Also an aside note, whatever wheels you get that may be different from what came on your car originally, you must make sure they have the right wheel studs/bolts or nuts, whatever to hold them onto the car. There are apparently three different shapes to the part where it meets the hole in the wheel, and that shape must be the right one for the wheels, and then also the length has to be right. Years ago I had a Black 1987 W124 300E and found some very nice wheels on craigslist for a low price, a fellow Benz nut. He brought them over to my house and I bought them. He advised to take them to a tire shop for proper install, and I was glad I did. The guys sent the store manager out, and he took a look and did some measuring and said he would have to order the wheel bolts! I was surprised, thinking I'd drive home that day with the wheels on my car. Three or four days later they called to say the bolts had arrived, and when I got there they showed me the different shapes, and different length of the bolts. The wheels fit perfectly and stayed on the car the rest of the time I owned it. A set of the right wheel bolts can cost as much as $70, if they don't come with the wheels you buy. And that was about 15 years ago.

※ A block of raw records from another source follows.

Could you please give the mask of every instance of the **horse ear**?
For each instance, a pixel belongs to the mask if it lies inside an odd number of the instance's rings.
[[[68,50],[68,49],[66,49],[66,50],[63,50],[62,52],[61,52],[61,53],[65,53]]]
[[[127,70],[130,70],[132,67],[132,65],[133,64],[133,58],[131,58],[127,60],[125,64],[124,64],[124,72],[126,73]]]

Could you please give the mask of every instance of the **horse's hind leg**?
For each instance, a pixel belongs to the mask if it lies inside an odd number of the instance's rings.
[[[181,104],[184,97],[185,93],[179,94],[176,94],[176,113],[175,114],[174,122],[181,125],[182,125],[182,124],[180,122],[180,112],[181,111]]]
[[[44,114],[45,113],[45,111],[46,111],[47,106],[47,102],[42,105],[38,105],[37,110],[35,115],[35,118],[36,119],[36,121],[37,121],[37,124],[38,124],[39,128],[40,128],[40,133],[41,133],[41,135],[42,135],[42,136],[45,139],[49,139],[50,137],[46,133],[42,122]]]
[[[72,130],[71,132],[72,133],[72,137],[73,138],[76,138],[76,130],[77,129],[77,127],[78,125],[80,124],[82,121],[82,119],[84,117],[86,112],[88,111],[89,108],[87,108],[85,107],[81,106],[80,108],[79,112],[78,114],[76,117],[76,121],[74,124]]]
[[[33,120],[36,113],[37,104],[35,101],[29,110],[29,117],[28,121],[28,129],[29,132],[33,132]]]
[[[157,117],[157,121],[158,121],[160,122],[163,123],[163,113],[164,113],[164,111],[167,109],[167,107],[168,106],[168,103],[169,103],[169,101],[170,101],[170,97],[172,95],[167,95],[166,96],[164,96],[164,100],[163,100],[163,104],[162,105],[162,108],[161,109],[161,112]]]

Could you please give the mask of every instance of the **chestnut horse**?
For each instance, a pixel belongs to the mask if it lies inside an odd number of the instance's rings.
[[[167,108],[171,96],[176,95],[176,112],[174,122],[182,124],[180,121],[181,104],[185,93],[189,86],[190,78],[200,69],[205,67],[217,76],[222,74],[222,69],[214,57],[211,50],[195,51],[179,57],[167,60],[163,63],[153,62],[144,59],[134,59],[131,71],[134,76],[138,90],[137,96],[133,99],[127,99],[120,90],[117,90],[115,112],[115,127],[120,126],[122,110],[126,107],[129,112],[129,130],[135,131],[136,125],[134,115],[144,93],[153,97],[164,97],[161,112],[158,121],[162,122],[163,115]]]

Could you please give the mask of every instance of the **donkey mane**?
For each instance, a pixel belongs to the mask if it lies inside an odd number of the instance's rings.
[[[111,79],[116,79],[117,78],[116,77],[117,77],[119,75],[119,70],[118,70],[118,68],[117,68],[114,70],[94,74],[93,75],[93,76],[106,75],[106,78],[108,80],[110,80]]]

Ever since then, I have been aware to make sure of using the right bolts, etc for the job.
Ten years ago I bought a 1996 W202 C220 from a guy, it had the dreaded engine wiring harness issue which I fixed, it had beautiful Carlsson wheels on it, which I found out were held on with wrong bolts: Round ball shape where the bolt meets the wheel. It was supposed to have the other shape. Also the bolts were too short, there's a minimum number of threads that are supposed to engage. I had another tire shop order me the right bolts!

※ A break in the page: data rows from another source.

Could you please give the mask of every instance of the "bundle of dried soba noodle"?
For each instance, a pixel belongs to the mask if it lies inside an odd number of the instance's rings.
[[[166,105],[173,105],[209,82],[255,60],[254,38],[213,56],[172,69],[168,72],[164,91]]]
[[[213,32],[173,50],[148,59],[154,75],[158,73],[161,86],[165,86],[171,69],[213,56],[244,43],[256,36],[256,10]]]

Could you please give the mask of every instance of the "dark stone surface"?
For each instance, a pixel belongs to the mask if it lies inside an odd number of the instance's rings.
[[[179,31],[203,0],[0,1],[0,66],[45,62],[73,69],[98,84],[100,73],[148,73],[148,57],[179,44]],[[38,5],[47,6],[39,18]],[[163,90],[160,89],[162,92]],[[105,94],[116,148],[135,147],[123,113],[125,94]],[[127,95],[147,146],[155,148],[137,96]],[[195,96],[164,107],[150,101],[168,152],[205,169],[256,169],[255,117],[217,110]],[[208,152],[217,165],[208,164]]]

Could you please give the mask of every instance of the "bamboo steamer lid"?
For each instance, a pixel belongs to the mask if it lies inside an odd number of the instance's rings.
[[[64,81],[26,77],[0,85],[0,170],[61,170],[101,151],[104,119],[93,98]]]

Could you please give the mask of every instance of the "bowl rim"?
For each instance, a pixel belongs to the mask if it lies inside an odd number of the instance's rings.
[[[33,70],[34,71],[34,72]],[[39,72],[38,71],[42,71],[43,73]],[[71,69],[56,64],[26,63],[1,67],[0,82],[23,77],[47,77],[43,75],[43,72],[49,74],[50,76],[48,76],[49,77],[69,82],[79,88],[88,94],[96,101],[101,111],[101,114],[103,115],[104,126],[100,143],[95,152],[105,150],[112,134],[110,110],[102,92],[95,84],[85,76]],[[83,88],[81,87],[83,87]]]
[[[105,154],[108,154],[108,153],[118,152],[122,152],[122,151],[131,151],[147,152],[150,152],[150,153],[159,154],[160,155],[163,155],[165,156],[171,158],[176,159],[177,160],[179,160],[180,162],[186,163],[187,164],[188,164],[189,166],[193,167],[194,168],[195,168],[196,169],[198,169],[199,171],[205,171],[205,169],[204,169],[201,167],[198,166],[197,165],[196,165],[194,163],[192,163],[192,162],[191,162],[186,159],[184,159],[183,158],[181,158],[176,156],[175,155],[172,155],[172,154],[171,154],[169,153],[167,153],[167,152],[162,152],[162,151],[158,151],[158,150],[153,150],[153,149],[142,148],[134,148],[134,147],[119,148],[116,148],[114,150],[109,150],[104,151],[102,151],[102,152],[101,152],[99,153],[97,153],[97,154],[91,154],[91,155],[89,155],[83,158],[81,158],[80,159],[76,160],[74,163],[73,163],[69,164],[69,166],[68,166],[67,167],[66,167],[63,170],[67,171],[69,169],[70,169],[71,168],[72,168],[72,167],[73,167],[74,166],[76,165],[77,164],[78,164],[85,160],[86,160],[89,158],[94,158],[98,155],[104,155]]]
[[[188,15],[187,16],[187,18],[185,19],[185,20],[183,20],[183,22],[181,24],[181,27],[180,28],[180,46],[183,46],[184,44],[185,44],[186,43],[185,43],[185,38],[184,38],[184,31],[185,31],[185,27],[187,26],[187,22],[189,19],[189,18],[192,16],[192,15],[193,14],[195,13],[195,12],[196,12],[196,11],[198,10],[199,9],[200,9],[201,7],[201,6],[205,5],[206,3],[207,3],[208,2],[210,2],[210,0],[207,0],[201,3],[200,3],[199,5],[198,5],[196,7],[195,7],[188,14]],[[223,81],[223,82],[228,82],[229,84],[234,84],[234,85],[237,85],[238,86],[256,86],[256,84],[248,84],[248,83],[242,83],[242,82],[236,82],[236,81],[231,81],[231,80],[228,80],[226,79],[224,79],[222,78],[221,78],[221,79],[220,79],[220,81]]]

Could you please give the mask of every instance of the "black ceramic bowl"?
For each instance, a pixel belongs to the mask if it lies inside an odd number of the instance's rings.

When I got my SL550's wheels from Tirerack they included the right bolts to work with the car. So yes, if you're buying wheels from someone else's car, you have to look into the hole, some have a ball shape, some have cone shaped where the bolt contacts in the wheel. They may be the same as the ones you already have, or they may not! And obviously you don't want studs that are too short! Often the seller will have the wheel bolts for the wheels... These cars ain't very slow, and to keep the carbon from building up in the engine it's important to go fast once in a while, and you gotta know your wheels are on right. I also am not a fan of spacers, although if fit properly I guess they can be safe enough, though I will never use them.

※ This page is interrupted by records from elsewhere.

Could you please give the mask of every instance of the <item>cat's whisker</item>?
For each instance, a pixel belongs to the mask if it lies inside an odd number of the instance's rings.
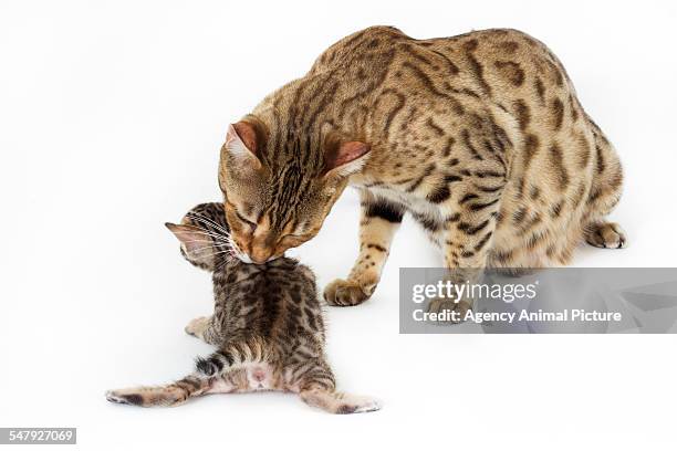
[[[211,227],[213,227],[215,229],[219,230],[220,232],[223,233],[230,233],[229,230],[226,230],[222,226],[218,224],[217,222],[215,222],[212,219],[209,219],[207,217],[200,216],[200,214],[196,214],[196,213],[191,213],[189,212],[188,214],[186,214],[188,218],[192,218],[196,221],[200,221],[202,223],[207,223]]]

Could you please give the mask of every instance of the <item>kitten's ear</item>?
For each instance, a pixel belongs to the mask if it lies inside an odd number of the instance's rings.
[[[186,224],[173,224],[171,222],[165,222],[165,227],[178,238],[186,253],[191,259],[199,259],[201,253],[212,252],[211,238],[206,235],[200,228]]]
[[[324,154],[326,176],[347,177],[357,172],[369,155],[369,145],[362,141],[342,141],[329,145]]]
[[[247,119],[228,126],[223,148],[236,164],[259,169],[261,167],[259,158],[264,144],[263,127],[256,120]]]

If your car has TPMS but your wheels don't have sensors, that will cost a couple hundred bucks to have a tire shop install sensors, depending on where you go. The TPMS can be disabled using star system (SDS), but why would you do that. I like having the car tell me if a tire's pressure is low!! On my S-Class S550, I can dial up the tire pressures and watch them all on the dash as I drive, if I go on a long trip, they'll go from 33PSI up to about 36 at the tires warm up. My SL550 had wheels without sensors when I bought it, so a little orange tire warning light was lit on the dash all the time. One wheel leaked air, so I decided to buy all new wheels and tires with new sensors, and that was two summers ago. Perfect ever since. It's best to have sensors put in when you're buying tires because then they won't charge you labor for putting them in, and they'd only cost around 25-30 bucks each at that point.